Chef Bette Fraser, proprietor of The Well Traveled Fork, in Bend, came to Central Oregon after a 20-year career in Los Angeles and culinary training in Italy and France. For The Source Weekly's wedding issue, Chef Bette discusses some of the latest trends in wedding catering and shares her personal insight for making the experience exceptional and memorable.
Source Weekly (SW): "What are two or three of the biggest trends in wedding catering right now in Central Oregon?"
Chef Bette (CB): "People are using heritage dishes from their backgrounds and in conjunction with regional foods. For example, many brides from the region like to incorporate Pacific Northwest cuisine. Another new trend is offering a specialty ingredient, such as specialty salts. We use Jacobsen Salt Company from Oregon, which has specialty salts such as pinot noir salt and vanilla bean salt. There are various fun ways to make a dish a signature dish. Another growing trend is creating a food experience with guests participating in an interactive experience, such as build-your-own tacos or a crostini bar. New young brides want things to be very different from what their parents had."
SW: "Could you describe your passion for fresh, local, organic, seasonal and sustainable?"
CB: "This is the whole basis of our business. We make it a point to buy from farms and ranches in the area. Some brides are requesting to use food from Community Supported Agriculture (CSA). We only cook seasonally. For example, we don't use tomatoes in winter, which would come from out of state."
SW: "What are the catering price ranges to anticipate when planning?"
CB: "The price stays consistent throughout the seasons and ranges from 20 to 30 dollars per person. This is separate from the bar, cake and rental costs. It's important to have a tasting and to make sure everything is in the contract, so the bride and groom understand what the expenses are. They can manage the catering budget by managing the headcount."
SW: "How important is presentation with wedding catering and what are brides interested in right now?"
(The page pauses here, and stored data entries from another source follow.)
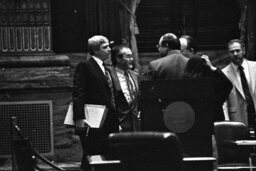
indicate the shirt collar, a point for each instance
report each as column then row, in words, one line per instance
column 236, row 66
column 119, row 70
column 100, row 62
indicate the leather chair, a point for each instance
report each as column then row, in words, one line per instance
column 147, row 151
column 230, row 155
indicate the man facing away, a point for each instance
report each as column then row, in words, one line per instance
column 92, row 85
column 126, row 88
column 172, row 63
column 240, row 105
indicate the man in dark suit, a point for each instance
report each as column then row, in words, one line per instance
column 92, row 85
column 187, row 46
column 126, row 88
column 241, row 103
column 172, row 63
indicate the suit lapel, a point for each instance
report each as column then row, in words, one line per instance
column 135, row 80
column 232, row 76
column 252, row 71
column 98, row 71
column 115, row 78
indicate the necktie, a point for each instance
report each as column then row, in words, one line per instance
column 248, row 97
column 130, row 86
column 110, row 84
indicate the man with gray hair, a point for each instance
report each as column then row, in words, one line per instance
column 172, row 63
column 93, row 85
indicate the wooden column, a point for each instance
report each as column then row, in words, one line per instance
column 25, row 27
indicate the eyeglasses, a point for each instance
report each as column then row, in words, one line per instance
column 158, row 46
column 128, row 56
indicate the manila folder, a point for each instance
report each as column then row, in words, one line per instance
column 95, row 114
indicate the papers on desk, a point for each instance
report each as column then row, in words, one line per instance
column 94, row 114
column 245, row 142
column 99, row 159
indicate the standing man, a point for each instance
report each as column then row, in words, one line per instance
column 93, row 85
column 241, row 72
column 126, row 88
column 187, row 46
column 172, row 63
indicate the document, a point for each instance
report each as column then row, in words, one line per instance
column 95, row 115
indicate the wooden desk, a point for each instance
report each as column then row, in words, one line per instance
column 99, row 163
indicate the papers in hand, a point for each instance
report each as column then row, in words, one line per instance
column 94, row 115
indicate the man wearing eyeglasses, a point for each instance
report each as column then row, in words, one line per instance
column 125, row 84
column 172, row 63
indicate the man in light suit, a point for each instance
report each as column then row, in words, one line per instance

CB: "Presentation is everything. People eat with their eyes first. There are some different ways that people may be seated, such as long-wide tables, U-shaped tables and S-shaped tables. Some brides choose for the food to be served family style, with dishes placed on the table."
SW: "Looking forward, are there any trends on the horizon that are just beginning?"
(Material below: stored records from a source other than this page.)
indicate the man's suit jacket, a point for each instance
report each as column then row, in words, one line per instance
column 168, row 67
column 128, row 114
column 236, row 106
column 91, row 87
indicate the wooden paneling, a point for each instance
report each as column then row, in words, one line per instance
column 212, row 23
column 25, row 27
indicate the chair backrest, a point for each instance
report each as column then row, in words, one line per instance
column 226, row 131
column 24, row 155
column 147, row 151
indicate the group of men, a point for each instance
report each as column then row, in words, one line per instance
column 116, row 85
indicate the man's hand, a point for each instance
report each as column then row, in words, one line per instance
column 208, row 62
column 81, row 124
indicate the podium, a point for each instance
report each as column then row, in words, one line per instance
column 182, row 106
CB: "One of the newest trends is donuts and there are very creative ways to display them. Craft cocktails are sweeping the nation and moving into weddings, too. Also, naked cakes, which are cakes without frosting are becoming popular."
Chef Bette adds that a lot of brides are looking to brunches, which are increasingly popular, opting for delicious breakfast food served with champagne. It can be a cost-saver, but it depends on the menu and what the couple wants.